- March 13, 2024
- Posted by: Dave Kurlan
- Category: Understanding the Sales Force
Lately, when I talk with people, the most popular topics for discussion are Politics, March Madness, and the movies and TV shows they are streaming. Personally, I substitute Baseball for the middle topic because college baseball is in full swing and we’ve been traveling to watch our son, a college senior, play college baseball.
But lately, when I talk with the Kurlan & Associates team, the topic is consistently about salespeople who push back when our sales training and coaching is specific to RFPs. Watch this short video to get my feelings and then continue reading for more.
RFPs aren’t going away, and there are two ways for salespeople to approach them:
- Passively – in this capacity, salespeople are nothing more than facilitators, waiting for an RFP to drop in their inbox, so they can get it off to the folks who write the proposals. When complete, they email the proposal back to procurement and hope to win. They give first responders a bad name!

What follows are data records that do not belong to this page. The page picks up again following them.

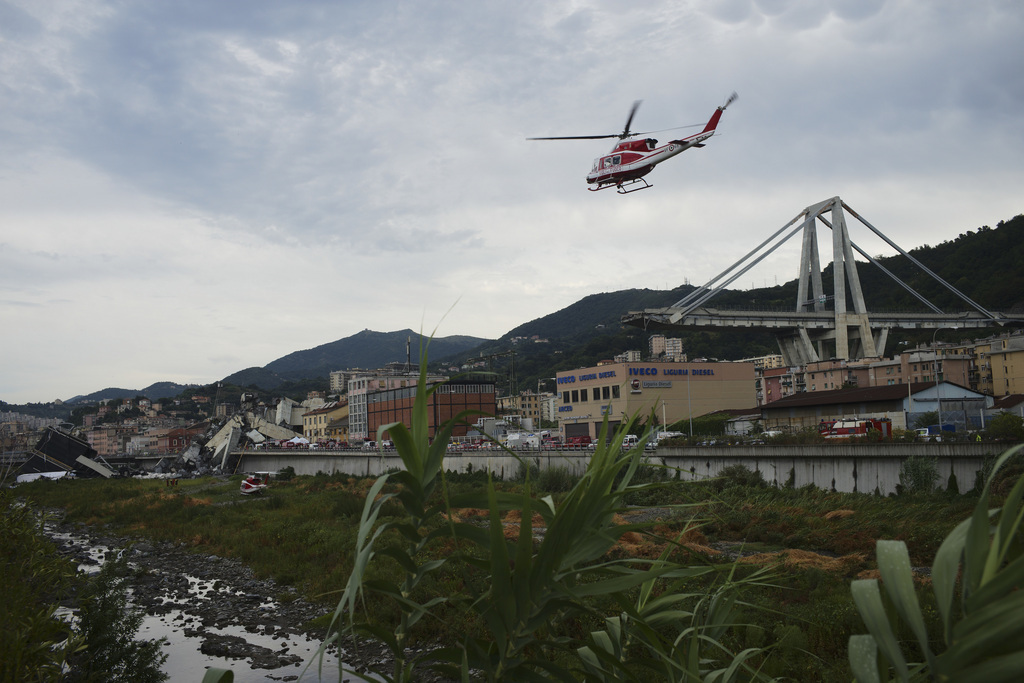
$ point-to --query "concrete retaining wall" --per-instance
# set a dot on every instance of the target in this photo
(863, 468)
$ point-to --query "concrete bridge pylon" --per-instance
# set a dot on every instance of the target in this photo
(823, 325)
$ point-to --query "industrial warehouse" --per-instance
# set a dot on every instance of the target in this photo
(673, 391)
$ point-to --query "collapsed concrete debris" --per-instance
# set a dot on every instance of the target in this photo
(241, 429)
(59, 454)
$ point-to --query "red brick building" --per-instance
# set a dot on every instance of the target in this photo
(449, 399)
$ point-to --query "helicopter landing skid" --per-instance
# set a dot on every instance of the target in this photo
(621, 186)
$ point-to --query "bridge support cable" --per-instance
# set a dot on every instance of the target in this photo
(921, 265)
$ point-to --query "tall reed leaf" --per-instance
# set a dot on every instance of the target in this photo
(984, 633)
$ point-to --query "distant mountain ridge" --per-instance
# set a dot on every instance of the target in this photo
(157, 391)
(367, 350)
(984, 263)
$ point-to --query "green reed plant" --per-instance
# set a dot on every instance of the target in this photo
(529, 595)
(977, 579)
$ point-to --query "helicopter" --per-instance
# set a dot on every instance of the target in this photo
(630, 160)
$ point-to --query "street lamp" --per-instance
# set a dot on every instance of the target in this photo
(935, 352)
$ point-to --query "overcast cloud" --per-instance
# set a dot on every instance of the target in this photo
(195, 187)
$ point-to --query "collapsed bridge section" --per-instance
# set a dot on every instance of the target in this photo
(822, 325)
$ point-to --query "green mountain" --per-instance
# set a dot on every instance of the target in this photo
(157, 391)
(986, 264)
(367, 349)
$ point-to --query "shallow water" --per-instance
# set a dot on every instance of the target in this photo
(185, 662)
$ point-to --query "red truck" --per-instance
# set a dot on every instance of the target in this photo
(854, 427)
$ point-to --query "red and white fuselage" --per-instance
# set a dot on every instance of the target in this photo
(631, 160)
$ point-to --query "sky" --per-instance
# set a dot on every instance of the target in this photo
(190, 188)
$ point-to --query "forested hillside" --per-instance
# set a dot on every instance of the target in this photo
(986, 264)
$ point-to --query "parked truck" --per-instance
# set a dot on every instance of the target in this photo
(854, 427)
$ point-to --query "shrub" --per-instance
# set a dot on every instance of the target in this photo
(976, 579)
(555, 479)
(525, 591)
(109, 624)
(739, 475)
(919, 475)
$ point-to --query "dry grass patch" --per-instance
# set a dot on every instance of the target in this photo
(805, 559)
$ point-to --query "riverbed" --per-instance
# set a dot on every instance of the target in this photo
(214, 612)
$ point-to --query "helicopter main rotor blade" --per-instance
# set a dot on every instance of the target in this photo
(574, 137)
(626, 131)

- Proactively – in this capacity, they regularly meet and develop relationships with the appropriate CxO’s and Sr VP’s of manufacturing, engineering, design, IT, IS, Finance, Marketing, HR, R&D, Operations, Facilities, Fulfillment, Distribution, Sales, Learning and Development, Enablement, and any other organizational head they might possibly sell to. They become a resource, an asset, a partner and not only help write the specifications of the next RFP, but write the specs in such a way that they are the only company that can win the business.
It seems obvious, doesn’t it? Option 1 is stupid and Option 2 is brilliant. But if option 2 is so brilliant and obvious, then why do so many salespeople become so defensive and remain dug in to option 1?
Their most common response is, “That doesn’t work in our business.” Or, “This is how it’s always been done.” Or, “If you want to do business with XYZ then you have to play by their rules.”
Procurement is focused on price and while there are certainly a small percentage of exceptions, lowest price is their priority. Think Boeing. That a company would prioritize price over mission critical components or kits is disgraceful, but what if it wasn’t company policy? What if it was simply heavy-handed procurement not understanding that it costs more to support “mission critical?” And what about the salespeople that knew and fell into procurement’s trap, afraid of risking the business (that they didn’t have) for attempting to meet with decision makers from engineering and manufacturing and quality control. When you partner with those decision makers, they write you into the spec and/or dictate to procurement to whom the business must be awarded.
When training and coaching salespeople, the theory of how to sell to companies that buy via the RFP process is not enough. At Kurlan, we role-play each scenario in order to demonstrate what good conversations sounds like. But salespeople who have never attempted option 2, and whose experience is limited to option 1, are unable to play the part of the prospect in an option 2 role play because they can’t wrap their heads around the possibility that option 2 is possible. Not only that, their responses are limited to what they have heard from controlling, territorial, price-sensitive, procedure-dedicated, power-hungry procurement people who don’t play nice with salespeople. Unfortunately, those responses never fit the new dialog we share with them.
So who are the salespeople that defend the status quo of option 1?
Most frequently, they are weak salespeople who have low scores in the following Sales Core Competencies (click here to see all 21 Sales Core Competencies):
- Commitment to Sales Success
- Reaches Decision Makers
- Consultative Seller
- Value Seller
- Qualifier
- Supportive Beliefs
- Sales Process
Using data from Objective Management Group, who has assessed more than 2.5 million salespeople, I created the table below to show the difference between the top 5% of salespeople, who choose option 2, and the bottom 50% of salespeople who choose option 1.
I took the average of the differences between the top 5% and the weakest 50% and determined that the top 5% are 7562% more effective than the bottom 50% in the competencies that impact winning RFPs. But which came first, the chicken or the egg? In other words, are the bottom 50% where they are because of how they score in those competencies, or do they score in the bottom 50% in those competencies because of the what they believe and how they approach selling? If you change their beliefs, you change their approach, their skills and their results. But there’s a problem.
The first column shows that only 42% of the bottom half of all salespeople are committed to their own personal sales success. That means 58% of the bottom half lack the commitment necessary to change their beliefs, change their approach, and develop their skills. What should a company do with those salespeople?
Many companies struggle to answer that question but it’s easy for me to answer. Replace them!
Chances are, the company will do no worse without the RFP facilitators than with them so hiring stronger salespeople, who have the capabilities to reach decision makers instead of procurement folks, will be a huge and welcome upgrade. Use OMG’s Sales Candidate Assessments to assure that you are interviewing candidates with those capabilities.
RFPs may not be going away but the salespeople who fearfully and lazily facilitate RFPs should go away.